Viele Jahre war der chinesische Markt Wachstumsmotor für die Wirtschaft in unserer Region. Überproportional haben davon die hiesigen Unternehmen profitiert. Doch es zeigten sich auch immer wieder die Schattenseiten, etwa die wachsende Abhängigkeit. Darüber haben sich die Mitglieder des Außenwirtschaftsausschusses der IHK Hochrhein-Bodensee bei der Firma Grieshaber Logistik Park Hochrhein in Rheinfelden nun ausgetauscht. Mit dem Ausschussvorsitzenden Christian Bücheler haben wir darüber gesprochen, wie die Unternehmen das Geschäft mit China heute bewerten.
Herr Bücheler, was war das Fazit bei ihrer letzten Ausschusssitzung?
Christian Bücheler: Das Geschäft mit China wird immer schwieriger. Das merkt besonders der Maschinenbau. Bis zu zwei Drittel des Maschinenexports werden nach China geliefert. Schon kleinste Schwächen der chinesischen Wirtschaft haben dann enorme Auswirkungen. Hinzu kommt, dass China Großaufträge im Projektbereich inzwischen zunehmend an staatlich geführte Unternehmen vergibt. Ausnahme sind nach wie vor Aufträge im Hochtechnologiesektor. Aber gerade bei Großprojekten in der EU konkurrieren zunehmend chinesische Anbieter teilweise mit Dumpingpreisen gegenüber den europäischen Herstellern.
Christian Bücheler
Ausschussvorsitzender
Würden Sie sagen, deutsche Unternehmen sind hier benachteiligt?

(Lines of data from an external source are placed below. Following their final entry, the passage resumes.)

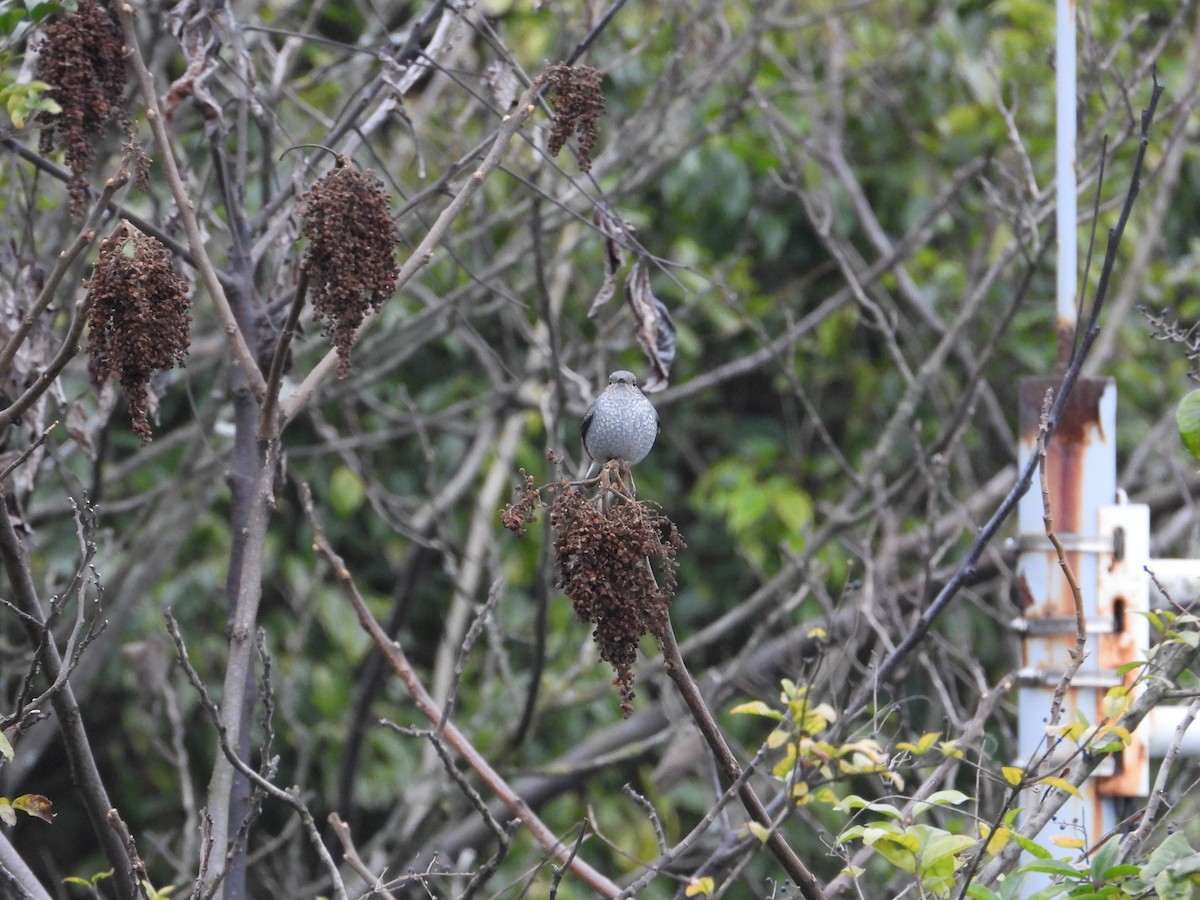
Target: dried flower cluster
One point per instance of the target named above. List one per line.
(579, 103)
(351, 259)
(138, 317)
(618, 568)
(83, 61)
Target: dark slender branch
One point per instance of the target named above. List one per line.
(425, 705)
(731, 771)
(81, 759)
(119, 211)
(46, 378)
(268, 424)
(17, 880)
(292, 797)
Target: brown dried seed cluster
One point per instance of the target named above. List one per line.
(351, 259)
(579, 103)
(618, 568)
(83, 60)
(138, 317)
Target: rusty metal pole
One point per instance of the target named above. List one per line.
(1081, 477)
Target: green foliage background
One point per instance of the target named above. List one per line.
(730, 132)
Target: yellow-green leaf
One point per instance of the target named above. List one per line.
(756, 707)
(1067, 843)
(35, 804)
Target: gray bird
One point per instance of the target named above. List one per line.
(621, 424)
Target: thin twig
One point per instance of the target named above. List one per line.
(673, 663)
(1006, 508)
(66, 258)
(1077, 594)
(84, 772)
(241, 351)
(424, 252)
(291, 797)
(351, 855)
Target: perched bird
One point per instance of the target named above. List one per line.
(621, 424)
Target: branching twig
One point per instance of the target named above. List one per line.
(241, 351)
(989, 531)
(399, 661)
(730, 768)
(424, 252)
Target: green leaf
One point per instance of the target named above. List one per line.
(756, 707)
(1104, 859)
(759, 831)
(1187, 418)
(346, 491)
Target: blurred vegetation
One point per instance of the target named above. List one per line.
(825, 189)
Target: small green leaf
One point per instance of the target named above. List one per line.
(756, 707)
(761, 832)
(346, 491)
(1062, 785)
(1012, 774)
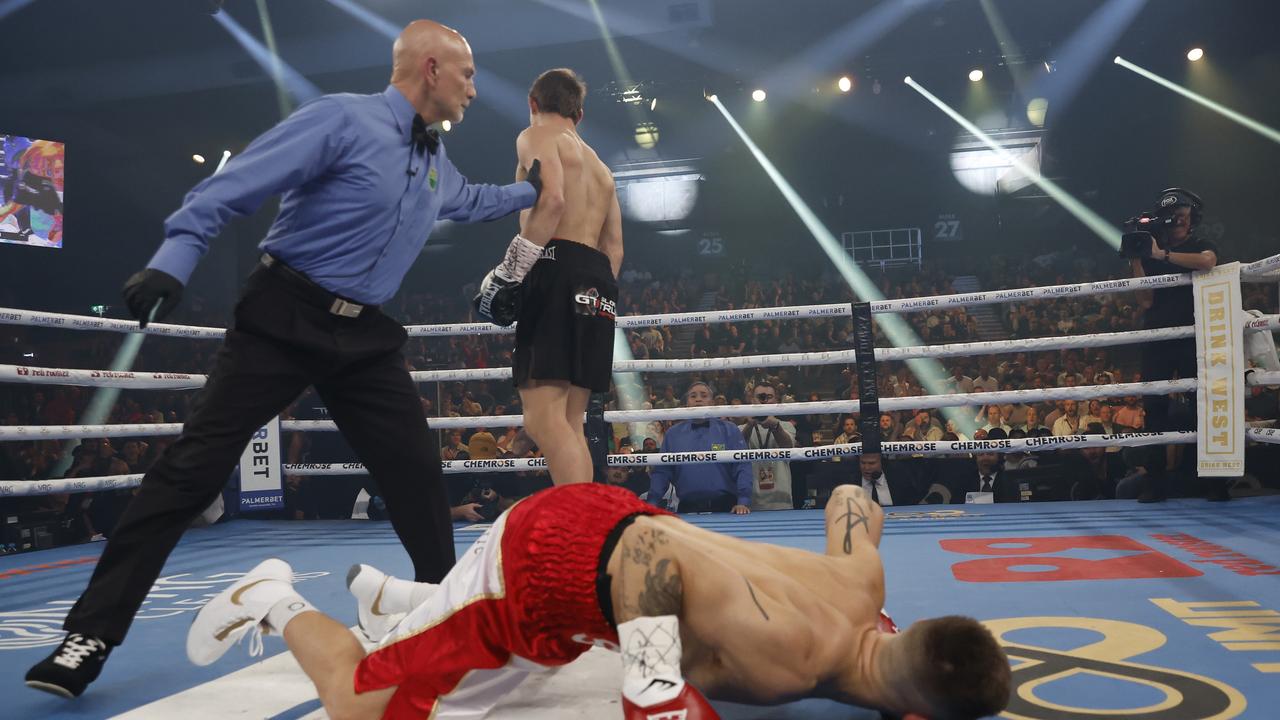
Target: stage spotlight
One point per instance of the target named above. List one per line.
(1036, 112)
(647, 135)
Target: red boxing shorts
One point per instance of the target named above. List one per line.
(524, 596)
(567, 309)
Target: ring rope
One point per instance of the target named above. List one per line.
(654, 459)
(188, 381)
(786, 409)
(1260, 270)
(17, 317)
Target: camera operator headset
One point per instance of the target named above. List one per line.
(1160, 242)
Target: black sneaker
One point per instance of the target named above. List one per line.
(71, 668)
(1151, 495)
(1219, 491)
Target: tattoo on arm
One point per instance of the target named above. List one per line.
(750, 589)
(855, 515)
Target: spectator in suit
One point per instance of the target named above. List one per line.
(720, 487)
(1069, 422)
(891, 483)
(1132, 414)
(1033, 420)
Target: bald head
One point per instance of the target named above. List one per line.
(432, 64)
(421, 40)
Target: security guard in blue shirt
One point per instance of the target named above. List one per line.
(720, 487)
(361, 182)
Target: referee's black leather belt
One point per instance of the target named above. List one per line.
(312, 292)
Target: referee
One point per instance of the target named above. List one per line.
(361, 182)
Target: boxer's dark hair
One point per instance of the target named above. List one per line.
(560, 91)
(965, 673)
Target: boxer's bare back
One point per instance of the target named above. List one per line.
(760, 623)
(590, 212)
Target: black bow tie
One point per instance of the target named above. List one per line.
(424, 137)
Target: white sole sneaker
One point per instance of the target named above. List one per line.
(233, 614)
(366, 584)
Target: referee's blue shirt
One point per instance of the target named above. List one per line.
(702, 481)
(357, 200)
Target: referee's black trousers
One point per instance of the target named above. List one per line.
(282, 341)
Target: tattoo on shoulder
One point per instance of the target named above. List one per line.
(855, 515)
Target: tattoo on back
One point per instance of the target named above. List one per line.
(750, 589)
(855, 515)
(663, 591)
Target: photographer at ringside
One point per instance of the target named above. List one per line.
(1161, 242)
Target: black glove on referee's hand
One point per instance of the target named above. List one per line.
(146, 288)
(535, 177)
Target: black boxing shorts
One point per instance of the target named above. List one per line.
(567, 310)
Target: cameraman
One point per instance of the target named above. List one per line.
(1164, 244)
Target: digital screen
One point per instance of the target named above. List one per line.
(31, 191)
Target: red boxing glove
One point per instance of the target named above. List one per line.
(689, 705)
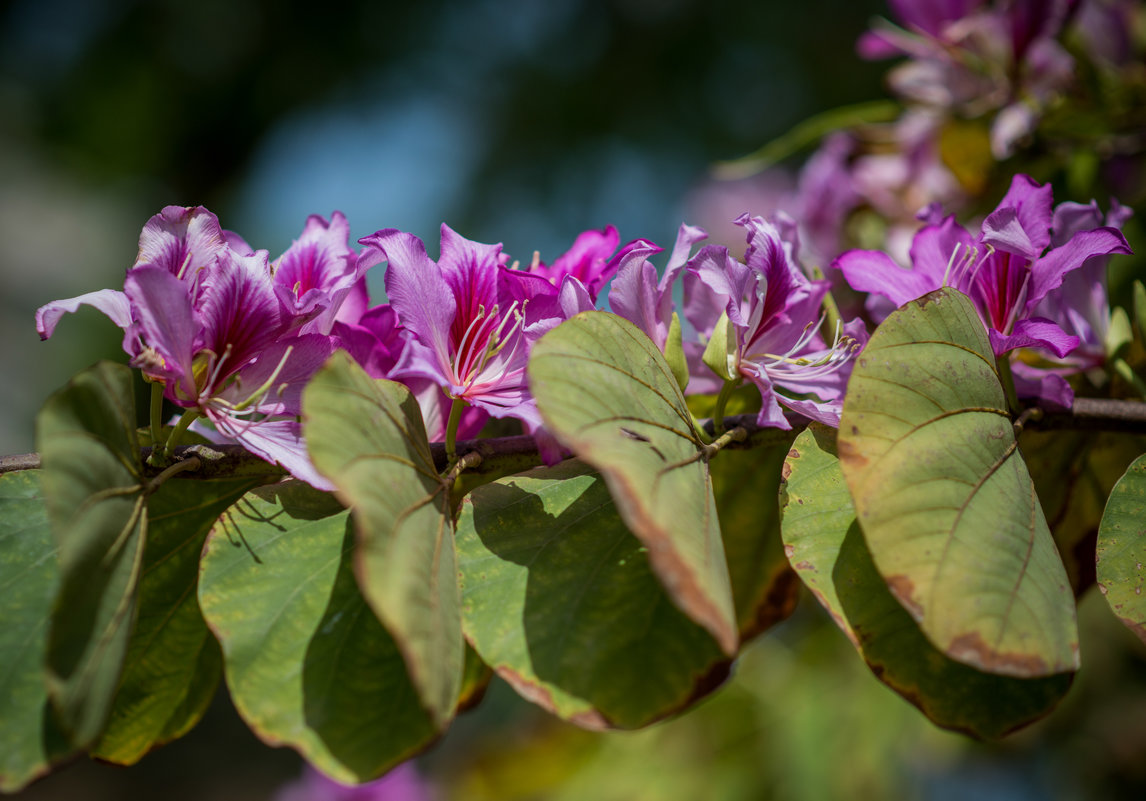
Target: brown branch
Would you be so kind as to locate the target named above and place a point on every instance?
(1093, 414)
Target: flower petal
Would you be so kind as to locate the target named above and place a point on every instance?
(417, 291)
(112, 303)
(181, 240)
(169, 326)
(1048, 273)
(1034, 332)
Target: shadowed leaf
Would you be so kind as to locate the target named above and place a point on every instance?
(1122, 549)
(746, 485)
(306, 661)
(1074, 472)
(559, 599)
(173, 664)
(30, 740)
(94, 493)
(947, 505)
(368, 438)
(606, 392)
(827, 550)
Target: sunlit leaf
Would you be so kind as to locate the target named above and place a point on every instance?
(94, 492)
(306, 661)
(947, 505)
(747, 497)
(30, 740)
(173, 664)
(1122, 549)
(559, 599)
(827, 550)
(605, 391)
(368, 438)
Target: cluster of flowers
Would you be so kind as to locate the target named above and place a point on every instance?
(975, 79)
(233, 337)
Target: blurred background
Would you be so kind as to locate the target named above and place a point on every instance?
(515, 122)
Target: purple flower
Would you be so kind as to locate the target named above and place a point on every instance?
(1007, 271)
(636, 293)
(589, 260)
(375, 340)
(464, 321)
(203, 320)
(973, 60)
(774, 314)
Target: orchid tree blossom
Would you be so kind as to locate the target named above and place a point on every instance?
(770, 314)
(463, 321)
(973, 57)
(589, 260)
(375, 340)
(203, 322)
(1007, 269)
(638, 296)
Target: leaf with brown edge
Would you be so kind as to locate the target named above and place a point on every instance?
(368, 438)
(827, 551)
(607, 394)
(1122, 549)
(559, 598)
(746, 485)
(944, 500)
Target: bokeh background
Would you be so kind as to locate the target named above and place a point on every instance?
(518, 122)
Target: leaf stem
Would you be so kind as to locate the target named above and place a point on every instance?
(455, 417)
(187, 418)
(156, 414)
(725, 392)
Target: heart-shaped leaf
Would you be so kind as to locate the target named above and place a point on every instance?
(559, 599)
(368, 438)
(173, 664)
(307, 662)
(947, 505)
(827, 550)
(95, 497)
(30, 740)
(747, 497)
(1122, 549)
(605, 391)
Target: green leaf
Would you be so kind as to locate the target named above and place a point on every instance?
(30, 740)
(94, 492)
(1122, 549)
(947, 505)
(368, 438)
(674, 353)
(559, 599)
(827, 550)
(605, 391)
(307, 662)
(173, 664)
(1074, 472)
(807, 133)
(746, 485)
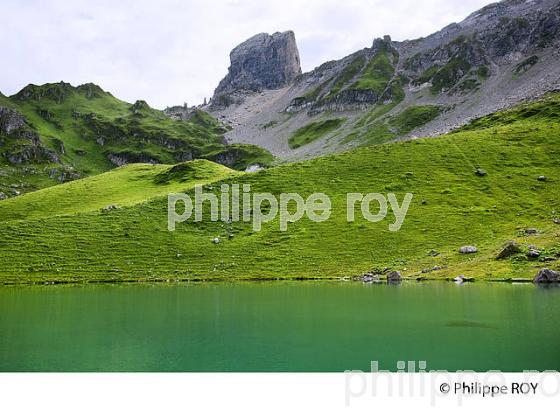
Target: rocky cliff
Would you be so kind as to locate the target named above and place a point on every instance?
(500, 55)
(263, 62)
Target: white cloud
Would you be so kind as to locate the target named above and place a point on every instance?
(171, 51)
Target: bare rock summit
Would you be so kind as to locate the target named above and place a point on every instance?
(263, 62)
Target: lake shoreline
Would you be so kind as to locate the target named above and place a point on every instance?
(381, 281)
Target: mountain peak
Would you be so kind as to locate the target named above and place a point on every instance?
(264, 61)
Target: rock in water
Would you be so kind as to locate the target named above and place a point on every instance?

Zumindest auf der regulatorischen Ebene. Ein Beispiel sind Zusammenschlüsse und Kooperationen. Diese sind kartellrechtlich oft unmöglich, da die EU-Gesetzgebung dies verbietet. Allerdings passt dies nicht mehr in die heutige Zeit, da der Wettbewerb globaler wird und gerade bei Großaufträgen nur ein gemeinsames Angebot noch wettbewerbsfähig ist. Auch sind die Rahmenbedingungen nicht mehr vergleichbar, der oft zitierte „Kampf der Systeme“ kommt durchaus zum Tragen. Chinesische Unternehmen profitierten z.B. davon, dass die Arbeitszeit in China vergleichsweise deutlich höher liegen. Die Formel „996“: 9 Uhr Beginn, 9 Stunden Arbeit, 6-Tage-Woche ist in China üblich, während bei uns über Arbeitszeitverkürzung bei gleichzeitigem Fachkräftemangel diskutiert wird. Aber auch in Chinas Wirtschaft wachsen die Bäume nicht in den Himmel, eine drohende Immobilienblase und eine Jugendarbeitslosigkeit von über 20 Prozent sind auch dort Herausforderungen, die die Nachfrage schwächen.
Welche Themen sind neben der China-Frage noch für Unternehmen wichtig, die stark im Ausland engagiert sind?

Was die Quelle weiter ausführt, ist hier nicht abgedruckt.